Mindhunter’s fealty to a Fincher house style can be distracting. Ford’s girlfriend, Debbie (Hannah Gross), a grad psych student at U.V.A., mostly exists to elucidate society’s contrivances and their exacerbation of the dysfunctions of those who can’t play by the rules of the game. Debbie’s reminiscent of Rooney Mara’s character in The Social Network, and she also comes to serve the purpose of highlighting the hero’s callousness. Ford’s escalating egotism, a state that offers a disturbing contrast from his initially eager and empathetic curiosity, is illustrated by his increasingly self-absorbed duets with Debbie. Dr. Wendy Carr (Anna Torv), a psychologist from Boston University who regiments protocol for criminal profiling, is used as a similar kind of foil for Ford, and she’s a dead ringer for Carrie Coon, who appeared in Gone Girl.

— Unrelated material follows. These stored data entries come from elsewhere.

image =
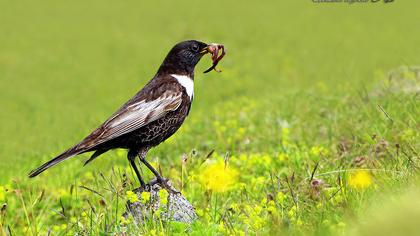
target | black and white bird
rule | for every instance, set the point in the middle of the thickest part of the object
(152, 115)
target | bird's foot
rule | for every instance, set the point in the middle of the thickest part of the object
(166, 184)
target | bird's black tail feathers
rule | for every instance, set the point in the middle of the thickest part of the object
(63, 156)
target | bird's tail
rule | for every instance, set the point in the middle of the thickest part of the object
(63, 156)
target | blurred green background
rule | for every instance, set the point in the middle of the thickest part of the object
(302, 83)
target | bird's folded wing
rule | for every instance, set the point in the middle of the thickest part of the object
(137, 115)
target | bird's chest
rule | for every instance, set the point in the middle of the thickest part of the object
(161, 129)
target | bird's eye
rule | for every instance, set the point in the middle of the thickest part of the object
(194, 47)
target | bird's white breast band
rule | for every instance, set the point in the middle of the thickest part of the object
(186, 82)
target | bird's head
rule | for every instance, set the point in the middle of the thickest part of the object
(184, 56)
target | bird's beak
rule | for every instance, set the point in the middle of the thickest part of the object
(205, 50)
(209, 49)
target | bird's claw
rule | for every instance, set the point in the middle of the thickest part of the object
(165, 184)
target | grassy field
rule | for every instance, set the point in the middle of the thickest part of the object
(314, 119)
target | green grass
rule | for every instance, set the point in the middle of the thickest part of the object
(302, 84)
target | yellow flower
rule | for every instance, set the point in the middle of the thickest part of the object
(360, 179)
(131, 196)
(2, 193)
(145, 196)
(218, 177)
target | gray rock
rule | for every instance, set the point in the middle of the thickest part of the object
(177, 207)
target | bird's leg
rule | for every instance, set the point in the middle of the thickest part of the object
(131, 157)
(160, 180)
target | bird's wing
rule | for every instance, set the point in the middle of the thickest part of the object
(134, 116)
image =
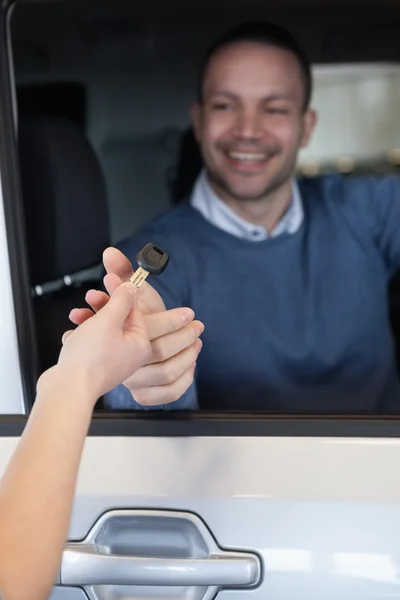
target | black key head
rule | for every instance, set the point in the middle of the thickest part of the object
(152, 259)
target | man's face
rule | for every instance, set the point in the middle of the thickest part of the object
(251, 122)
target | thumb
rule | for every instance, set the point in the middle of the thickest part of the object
(120, 305)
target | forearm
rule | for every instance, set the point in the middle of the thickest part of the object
(37, 490)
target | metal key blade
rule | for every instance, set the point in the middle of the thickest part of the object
(139, 276)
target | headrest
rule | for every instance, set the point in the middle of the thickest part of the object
(64, 196)
(189, 166)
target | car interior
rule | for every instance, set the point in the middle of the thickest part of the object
(102, 94)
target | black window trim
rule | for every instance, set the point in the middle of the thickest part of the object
(14, 217)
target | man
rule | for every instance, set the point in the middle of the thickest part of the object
(290, 278)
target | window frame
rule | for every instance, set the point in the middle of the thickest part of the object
(129, 423)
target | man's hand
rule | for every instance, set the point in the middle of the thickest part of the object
(174, 337)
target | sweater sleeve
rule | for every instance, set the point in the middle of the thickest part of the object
(383, 200)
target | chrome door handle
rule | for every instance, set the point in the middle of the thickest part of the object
(86, 566)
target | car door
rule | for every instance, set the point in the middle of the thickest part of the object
(200, 506)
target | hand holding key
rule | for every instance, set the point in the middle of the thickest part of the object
(174, 336)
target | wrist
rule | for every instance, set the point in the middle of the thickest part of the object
(76, 382)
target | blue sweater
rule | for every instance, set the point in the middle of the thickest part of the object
(294, 323)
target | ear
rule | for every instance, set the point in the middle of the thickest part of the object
(196, 116)
(310, 119)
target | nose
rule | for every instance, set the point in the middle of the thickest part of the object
(248, 125)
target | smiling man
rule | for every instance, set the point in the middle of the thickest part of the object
(290, 277)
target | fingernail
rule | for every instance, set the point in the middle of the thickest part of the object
(132, 288)
(187, 315)
(200, 328)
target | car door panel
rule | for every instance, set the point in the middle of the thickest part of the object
(322, 513)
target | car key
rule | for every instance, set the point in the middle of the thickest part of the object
(152, 261)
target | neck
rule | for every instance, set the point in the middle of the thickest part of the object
(266, 211)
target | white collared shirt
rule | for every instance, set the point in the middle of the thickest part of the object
(218, 213)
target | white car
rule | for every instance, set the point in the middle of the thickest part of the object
(198, 506)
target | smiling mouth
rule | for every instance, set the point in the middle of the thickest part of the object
(250, 157)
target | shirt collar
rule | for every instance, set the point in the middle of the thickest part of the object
(221, 215)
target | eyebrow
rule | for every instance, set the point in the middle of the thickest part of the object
(270, 98)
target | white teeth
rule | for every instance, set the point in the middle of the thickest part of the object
(250, 157)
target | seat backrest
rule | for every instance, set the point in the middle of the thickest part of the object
(67, 222)
(189, 165)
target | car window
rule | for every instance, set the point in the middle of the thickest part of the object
(116, 78)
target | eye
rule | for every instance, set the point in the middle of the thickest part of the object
(222, 106)
(277, 111)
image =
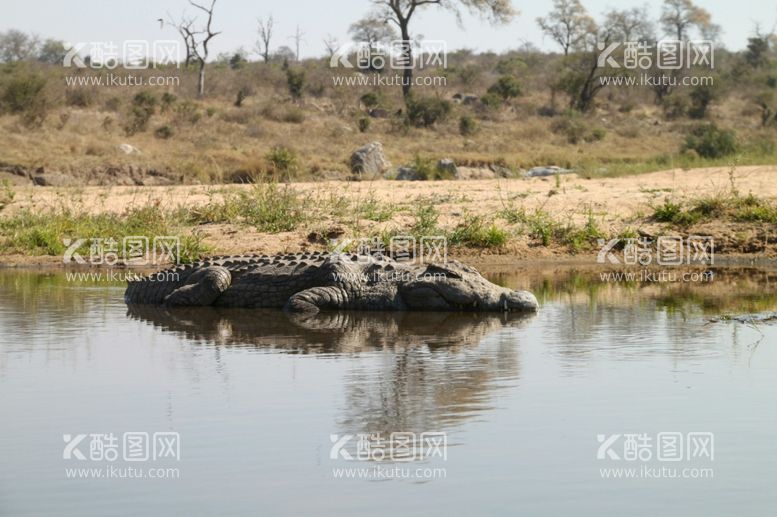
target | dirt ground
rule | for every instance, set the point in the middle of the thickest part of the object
(614, 202)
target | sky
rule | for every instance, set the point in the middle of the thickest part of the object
(121, 20)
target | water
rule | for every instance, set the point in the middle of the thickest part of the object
(254, 398)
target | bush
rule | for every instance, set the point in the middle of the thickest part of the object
(427, 111)
(113, 104)
(163, 132)
(709, 141)
(143, 107)
(295, 80)
(370, 100)
(168, 99)
(187, 112)
(506, 87)
(282, 159)
(24, 93)
(144, 100)
(78, 97)
(596, 135)
(467, 125)
(701, 97)
(571, 127)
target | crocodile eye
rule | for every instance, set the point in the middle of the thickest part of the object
(434, 269)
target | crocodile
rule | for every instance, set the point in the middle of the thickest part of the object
(317, 281)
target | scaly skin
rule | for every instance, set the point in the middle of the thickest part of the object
(312, 282)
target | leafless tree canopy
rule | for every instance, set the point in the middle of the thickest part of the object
(678, 17)
(400, 12)
(568, 24)
(264, 28)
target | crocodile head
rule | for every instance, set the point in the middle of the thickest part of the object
(455, 286)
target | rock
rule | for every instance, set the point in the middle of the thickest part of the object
(551, 170)
(128, 149)
(369, 160)
(407, 174)
(447, 167)
(53, 179)
(472, 173)
(14, 175)
(501, 171)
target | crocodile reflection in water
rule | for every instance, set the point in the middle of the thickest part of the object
(441, 368)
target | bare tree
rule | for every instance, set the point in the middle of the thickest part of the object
(400, 12)
(298, 38)
(16, 45)
(629, 24)
(371, 30)
(201, 40)
(568, 24)
(679, 16)
(264, 29)
(185, 30)
(331, 44)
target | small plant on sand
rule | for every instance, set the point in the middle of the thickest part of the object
(7, 194)
(467, 125)
(475, 231)
(372, 209)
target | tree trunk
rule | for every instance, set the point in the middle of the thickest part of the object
(407, 73)
(201, 80)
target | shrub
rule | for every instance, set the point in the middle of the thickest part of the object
(187, 112)
(78, 97)
(491, 100)
(144, 99)
(282, 159)
(241, 95)
(370, 100)
(709, 141)
(701, 97)
(506, 87)
(571, 127)
(295, 80)
(474, 231)
(596, 135)
(113, 104)
(427, 111)
(23, 93)
(467, 125)
(143, 107)
(168, 99)
(163, 132)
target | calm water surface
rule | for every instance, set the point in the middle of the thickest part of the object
(255, 398)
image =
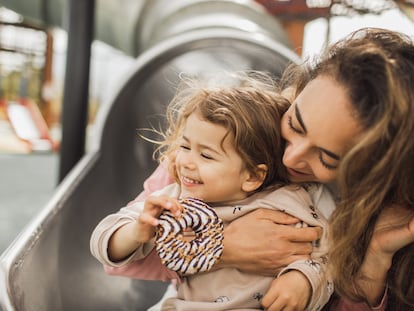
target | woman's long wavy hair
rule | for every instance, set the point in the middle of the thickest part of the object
(376, 67)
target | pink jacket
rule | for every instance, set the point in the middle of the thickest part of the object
(154, 269)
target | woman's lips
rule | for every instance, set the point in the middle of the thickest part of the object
(296, 173)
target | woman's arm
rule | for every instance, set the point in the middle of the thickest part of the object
(261, 242)
(394, 229)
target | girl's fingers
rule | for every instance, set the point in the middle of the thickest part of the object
(162, 202)
(148, 219)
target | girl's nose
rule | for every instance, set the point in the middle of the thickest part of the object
(295, 155)
(187, 160)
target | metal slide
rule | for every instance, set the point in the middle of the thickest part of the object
(49, 266)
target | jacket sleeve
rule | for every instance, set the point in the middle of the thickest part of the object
(149, 267)
(105, 229)
(316, 271)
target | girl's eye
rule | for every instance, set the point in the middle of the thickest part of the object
(290, 123)
(326, 165)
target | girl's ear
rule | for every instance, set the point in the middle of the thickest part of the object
(254, 180)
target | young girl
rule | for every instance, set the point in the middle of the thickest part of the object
(224, 147)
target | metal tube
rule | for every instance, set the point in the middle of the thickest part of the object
(76, 88)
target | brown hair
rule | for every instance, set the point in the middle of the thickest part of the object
(376, 67)
(247, 105)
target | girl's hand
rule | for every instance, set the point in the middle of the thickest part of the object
(264, 241)
(148, 220)
(129, 237)
(289, 292)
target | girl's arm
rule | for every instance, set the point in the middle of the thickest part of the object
(259, 242)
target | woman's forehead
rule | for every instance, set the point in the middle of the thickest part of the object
(326, 111)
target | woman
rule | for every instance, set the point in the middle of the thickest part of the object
(349, 125)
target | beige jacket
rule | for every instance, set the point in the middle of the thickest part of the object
(228, 288)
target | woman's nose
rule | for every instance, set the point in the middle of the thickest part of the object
(295, 155)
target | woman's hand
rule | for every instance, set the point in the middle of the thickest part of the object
(264, 241)
(394, 229)
(289, 292)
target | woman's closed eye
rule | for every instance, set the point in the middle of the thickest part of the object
(325, 164)
(292, 127)
(207, 156)
(185, 147)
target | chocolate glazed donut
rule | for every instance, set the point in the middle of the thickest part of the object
(201, 253)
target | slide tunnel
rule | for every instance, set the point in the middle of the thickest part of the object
(49, 266)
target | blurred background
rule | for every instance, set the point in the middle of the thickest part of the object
(33, 75)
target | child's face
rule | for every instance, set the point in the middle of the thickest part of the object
(208, 167)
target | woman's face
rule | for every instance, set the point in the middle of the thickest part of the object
(319, 128)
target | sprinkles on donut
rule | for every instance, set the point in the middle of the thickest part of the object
(199, 254)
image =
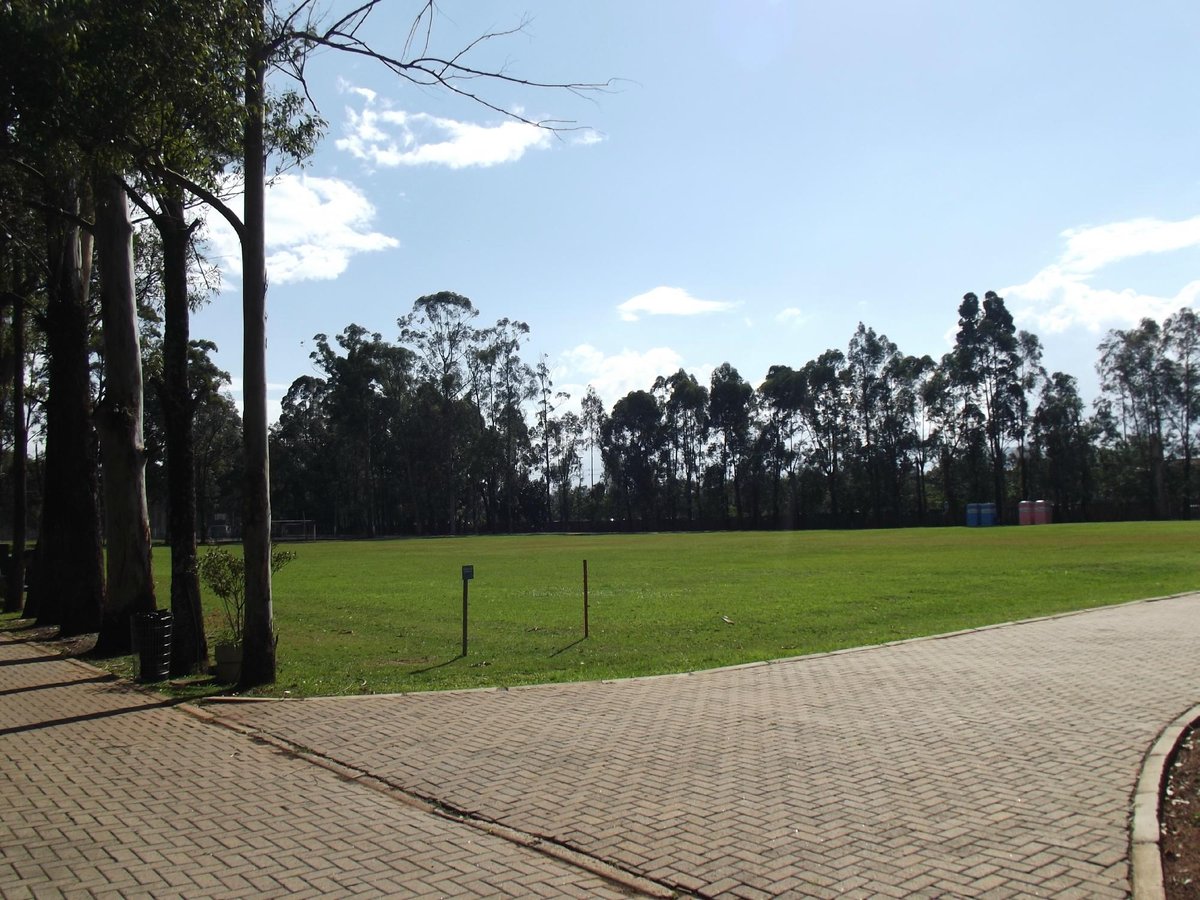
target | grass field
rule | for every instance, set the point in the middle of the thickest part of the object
(385, 616)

Yet Mindhunter is addictive and resonant for its mining of two evocative forms of social contrast. The terrific cast informs Fincher and creator Joe Penhall’s sociological schematic with a human element that’s unusual for a crime procedural, and the series has a piercing sense of how macro influences micro culture. Tench grows to be the show’s conscience, which allows Mindhunter to critique the racism and classism of the F.B.I. without glibly ridiculing the organization (the castes of the intellectual elite are also shown, via Boston University, to have their own hypocrisies). McCallany dramatizes the pain of sensing that one’s understanding of a way of life is possibly on its way out, revealing Tench to be the true empath of the partnership, a wounded soul hiding underneath the exterior of a straight-arrow badass.
Sequences explore the loneliness of peering behind the curtain of culture, such as Debbie’s failed sexual role play with Ford, which pivots on high heels that remind him of Brudos’s fetish for women’s shoes. Obsessed with reality, Ford can’t engage with Debbie because he’s growing aware of the contrivances necessary to maintaining a relationship, seeing where the behavioral dots connect. It’s this realization that unites Ford with the killers he seeks to understand, whom he grows to appreciate as he assumes their resentments, finding these qualities to fit him like a good pair of, well, shoes.
In one of Mindhunter’s most powerful scenes, Ford visits Kimper at a hospital, regarding the killer as something like a friend, their unity forged from a mutual estrangement from the soothing banalities of mainstream life. Underneath Ford’s eager beaver is a brilliant and very troubled shark. Ford reaches a point where nothing’s real and everyone’s suspect, and his pursuits for justice eventually suggest an alternate form of Hoover’s fascism. Knowledge is transcendent, but it’s also a siren song for our neuroses.